“. los emisarios de un pasado que debemos definitivamente sepultar”.
Luis Echeverría, 1.9.1975
Luis Echeverría trató de construirse un lugar en la historia como un gobernante progresista. Durante su campaña presidencial de 1970, bajo presión de los estudiantes de la Universidad Nicolaíta de Morelia, guardó un minuto de silencio en homenaje a los muertos del movimiento estudiantil de 1968; el gesto molestó al presidente Gustavo Díaz Ordaz y marcó su rompimiento con él.
Ya en la Presidencia, liberó a los detenidos por el movimiento y a algunos líderes estudiantiles los incorporó a su equipo. Apoyó al gobierno de Salvador Allende en Chile y al de Fidel Castro en Cuba. Trató de convertirse en líder del movimiento de países “no alineados”. Aumentó el gasto público y el déficit para forzar crecimiento económico en un momento de recesión internacional. Logró una fuerte expansión de más de 6% al año, pero provocó la devaluación del peso de 1976 y una subsecuente crisis económica.
El lugar que buscaba en la historia se vio manchado por las acusaciones sobre su participación en la represión del movimiento de 68, que él siempre negó. Ya en su sexenio tuvo lugar el halconazo del 10 de junio de 1971. Él rechazó haber ordenado el ataque a una manifestación pacífica, pese a que los “halcones” que lo llevaron a cabo eran un grupo paramilitar del gobierno del Distrito Federal. Destituyó al regente capitalino, Alfonso Martínez Domínguez, quien dijo no tener responsabilidad, y al jefe de la policía, Rogelio Flores Curiel. Prometió una investigación a fondo, pero los resultados nunca se dieron a conocer.
Enfrentó también actos de terrorismo, entre ellos el secuestro y asesinato del empresario Eugenio Garza Sada en 1973. Declaró que “El terrorismo es reaccionario. Está vencido por la historia”. Lanzó a las fuerzas armadas a combatir a los grupos guerrilleros, pero ese fue el inicio de la “guerra sucia”.

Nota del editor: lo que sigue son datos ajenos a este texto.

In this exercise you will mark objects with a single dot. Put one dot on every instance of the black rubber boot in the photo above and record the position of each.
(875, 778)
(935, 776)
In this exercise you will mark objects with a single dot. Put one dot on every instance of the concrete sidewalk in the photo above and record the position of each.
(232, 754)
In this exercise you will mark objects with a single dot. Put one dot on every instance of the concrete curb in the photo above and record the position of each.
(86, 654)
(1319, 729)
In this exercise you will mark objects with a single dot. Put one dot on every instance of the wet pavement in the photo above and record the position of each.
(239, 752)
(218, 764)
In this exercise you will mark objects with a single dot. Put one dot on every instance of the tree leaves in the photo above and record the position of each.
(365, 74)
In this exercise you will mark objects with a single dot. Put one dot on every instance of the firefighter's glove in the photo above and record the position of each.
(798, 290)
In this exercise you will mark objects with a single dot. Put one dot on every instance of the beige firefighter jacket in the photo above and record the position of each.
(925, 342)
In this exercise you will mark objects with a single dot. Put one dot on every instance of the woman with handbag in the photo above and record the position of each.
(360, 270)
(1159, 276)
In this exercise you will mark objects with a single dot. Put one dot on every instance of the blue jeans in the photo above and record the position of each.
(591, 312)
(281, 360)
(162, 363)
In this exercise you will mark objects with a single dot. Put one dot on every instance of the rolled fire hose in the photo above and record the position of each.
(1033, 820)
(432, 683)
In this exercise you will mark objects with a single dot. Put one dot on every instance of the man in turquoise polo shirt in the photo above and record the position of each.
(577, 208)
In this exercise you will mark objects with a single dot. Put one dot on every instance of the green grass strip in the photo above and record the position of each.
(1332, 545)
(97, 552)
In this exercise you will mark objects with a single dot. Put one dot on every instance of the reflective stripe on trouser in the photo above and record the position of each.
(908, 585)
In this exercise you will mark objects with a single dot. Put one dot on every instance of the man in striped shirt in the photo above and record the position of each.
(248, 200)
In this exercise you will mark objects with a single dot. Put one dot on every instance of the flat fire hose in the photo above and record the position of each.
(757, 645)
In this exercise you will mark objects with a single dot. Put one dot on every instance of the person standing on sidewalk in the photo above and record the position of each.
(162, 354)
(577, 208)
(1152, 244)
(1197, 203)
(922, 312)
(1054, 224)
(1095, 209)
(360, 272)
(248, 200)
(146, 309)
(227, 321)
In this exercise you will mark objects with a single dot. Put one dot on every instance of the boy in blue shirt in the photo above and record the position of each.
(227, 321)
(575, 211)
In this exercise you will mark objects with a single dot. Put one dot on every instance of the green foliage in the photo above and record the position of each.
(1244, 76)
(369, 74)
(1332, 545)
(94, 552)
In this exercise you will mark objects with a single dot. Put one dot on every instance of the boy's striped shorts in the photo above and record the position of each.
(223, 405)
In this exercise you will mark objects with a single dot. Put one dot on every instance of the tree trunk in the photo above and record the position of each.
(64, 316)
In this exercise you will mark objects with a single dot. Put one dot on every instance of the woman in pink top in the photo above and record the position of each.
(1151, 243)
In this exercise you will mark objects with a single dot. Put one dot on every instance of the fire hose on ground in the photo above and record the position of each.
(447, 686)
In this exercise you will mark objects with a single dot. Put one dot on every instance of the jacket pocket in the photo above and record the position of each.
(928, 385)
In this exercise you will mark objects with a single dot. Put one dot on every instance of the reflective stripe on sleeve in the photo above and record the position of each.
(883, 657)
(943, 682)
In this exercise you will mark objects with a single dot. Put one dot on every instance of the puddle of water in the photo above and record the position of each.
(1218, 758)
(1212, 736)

Concentró el poder tanto como pudo y descartó toda crítica, acusando de ella a “los emisarios del pasado”. En 1973 forzó la renuncia de su secretario de hacienda, Hugo Margáin, porque “La economía se maneja en Los Pinos”. Nunca entendió, sin embargo, cómo funciona la economía. El gasto excesivo y la creación de elefantes burocráticos terminaron por estallarle en las manos.
Era un estatista convencido. En su último informe de gobierno dijo: “El Estado es obra superior de la cultura: articula los valores que la sociedad entraña y persigue”. Estaba orgulloso de que, como presidente, había realizado “un esfuerzo sin precedentes, para recuperar el tiempo perdido y restaurar el rumbo de la Revolución”.
Echeverría le dejó el poder a otro estatista, José López Portillo, amigo suyo desde la juventud, quien continuó sus políticas de gasto excesivo, pero con quien pronto tuvo diferencias. Si bien sus dos sexenios fueron los de mayor crecimiento económico en la historia, juntos son recordados como la “docena trágica”, a la que seguiría la “década perdida” por las crisis económicas que provocaron.
Una fiscalía especial creada en la presidencia de Vicente Fox acusó a Echeverría de genocidio, pero fue exonerado por falta de pruebas. Si lo que quería era ser recordado como un presidente progresista, no tuvo éxito. La izquierda lo sigue culpando de la represión de 1968 (a pesar de que Gustavo Díaz Ordaz asumió públicamente toda la responsabilidad), por el halconazo y por los abusos de la guerra sucia. Los liberales, en cambio, le recriminan los estragos que causó en la economía. Incluso hoy, que muchas de las políticas que impulsó están siendo reproducidas por el gobierno, es rechazado por quienes ocupan el poder. Ha quedado convertido en un simple emisario del pasado.
Incómoda
La muerte de Echeverría deja en posición incómoda a muchos en la 4T. Algunos de sus miembros provienen de ese PRI que impulsó, otros de los grupos guerrilleros que combatió.